When the local candidates for parliament are chosen, they might be appointed or perhaps elected by a few hundred delegates or less. Too few Liberal ridings in the run up to the last election had full blown secret ballot contests for nominations.
Then the victorious candidate goes to Ottawa because perhaps 15,000 or 20,000 voters went that way locally for a number of reasons. From the crop of 172 Liberal MPs, the Prime Minister approves a list of a small group of MPs to become ministers, who will then be run by an even smaller number of perhaps unelected operatives close to the Prime Minister. Even the cabinet has its power subgroups, its Treasury Board, et cetera.
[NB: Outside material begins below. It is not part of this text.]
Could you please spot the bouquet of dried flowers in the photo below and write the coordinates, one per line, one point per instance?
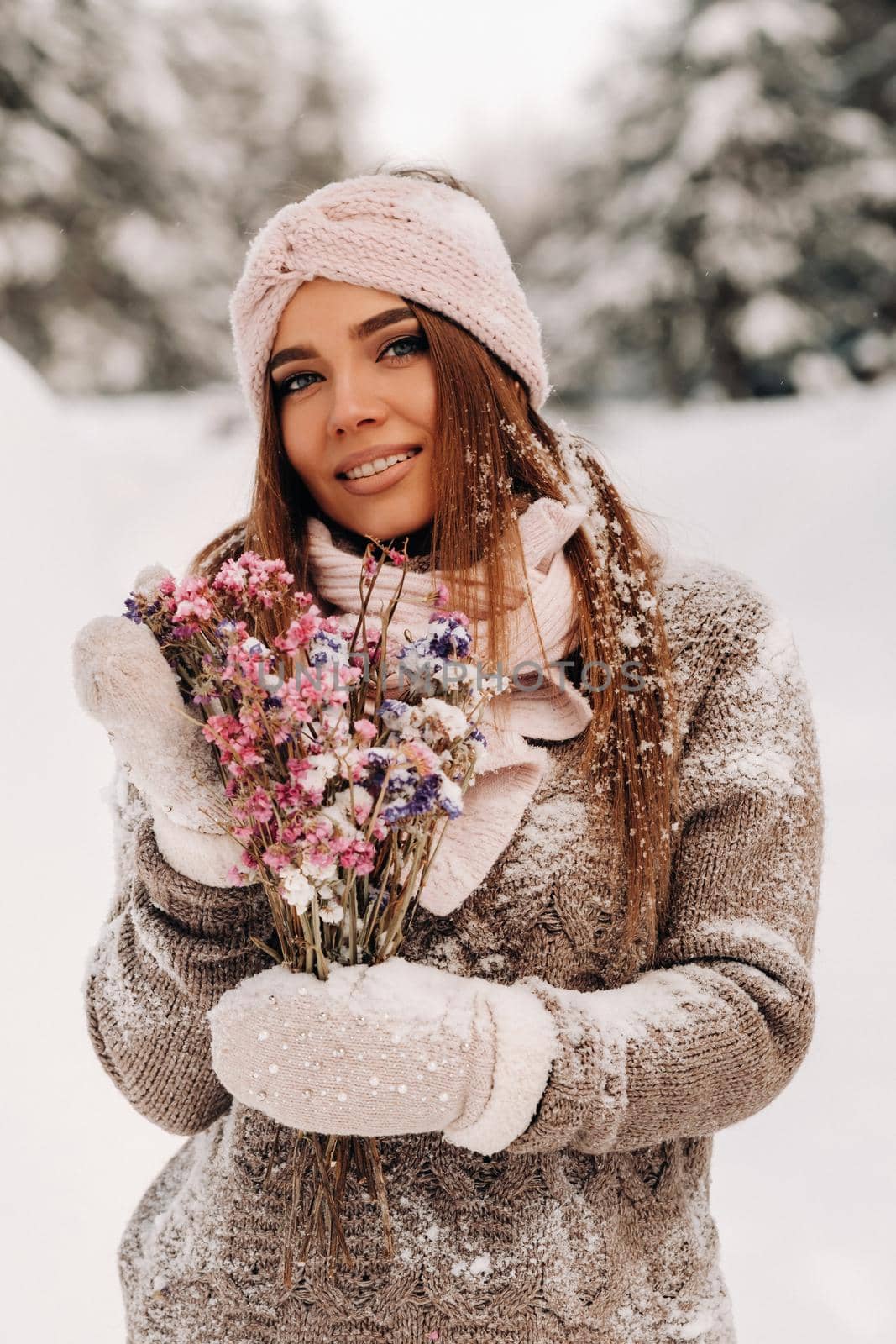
(338, 792)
Only a few hundred people or less in Canada dictate the Liberal platform, choose the leader, and even fewer run for government. Consequently the time to care about our country is not when a minister introduces a bill for the dye is cast, especially according to the Prime Minister. The critical time is when a party is deciding what it stands for, who its leader will be, and what will be the rules for policy development.
It has been admitted many times everywhere that the Liberals stand for nothing more than getting power and keeping it. They have hurt Canada for so long in that way. That malaise must be overcome.
Canadians under the Canadian Alliance banner seek to remedy that national plight. We cast the net widely to permit as many Canadians as possible to participate in policy development and every member in Canada could directly vote for the leader. We are doing it right. We have the processes and the plans. We are ready to repair the nation. It all comes together under the broad themes of national fairness and the need for wealth creation.
The record shows that the government has failed to make that kind of leap forward. Our national productivity rates and the work ethic are not leading the world. We do not lead in technology or science. The government climate hurts the operation of the markets and the velocity of ideas and investment. We are far from the top. Fortunately we are not at the bottom. We are mediocre. We are in a daze.
The government's lackluster program remains dreary, and Canada could do so much better. That is what British Columbians said in the last election. That is why the west is not content with merely old style Liberal and Conservative governments.
What is there to inspire young people anyway? What will lift them? We must lift up our eyes and engage global competition with a national economic political machine that can fight like an army but yet nourish like a family.
We must better protect our natural environment for future generations while we more appropriately derive sustenance from its diminishing bounty. Polluters receive unfair subsidies. Failing to deal with environmental factors is deficit financing. Canada has been there and we must forsake it.
The talk around this place is of finding a legacy. The Prime Minister wants to be well thought of historically. I would oblige him, for I could not help myself if he delivered on our change the system package of expanding the present boundary limits of democracy within the House and for the voter.
We need to empower Canadians democratically by giving them responsive parliamentary systems that give MPs the freedom to represent their constituents. We need to build a federation based on equality, respect and co-operation.
I close with this observation. Trudeau's legacy is the charter. The next step up is right before us. Let us have a real democratic country. It is called participatory democracy. That possible legacy is lying right there before us. Who is positioned to pick it up and carry it forward or higher? I say to the Prime Minister that Canadians are waiting.
The Liberal backbench should find the courage our country needs. The Prime Minister should use the gift of power wisely and make a legacy for the country, not for himself. We have enough people who think they can tell it like it is. What we need are more of those who can tell it like it can be.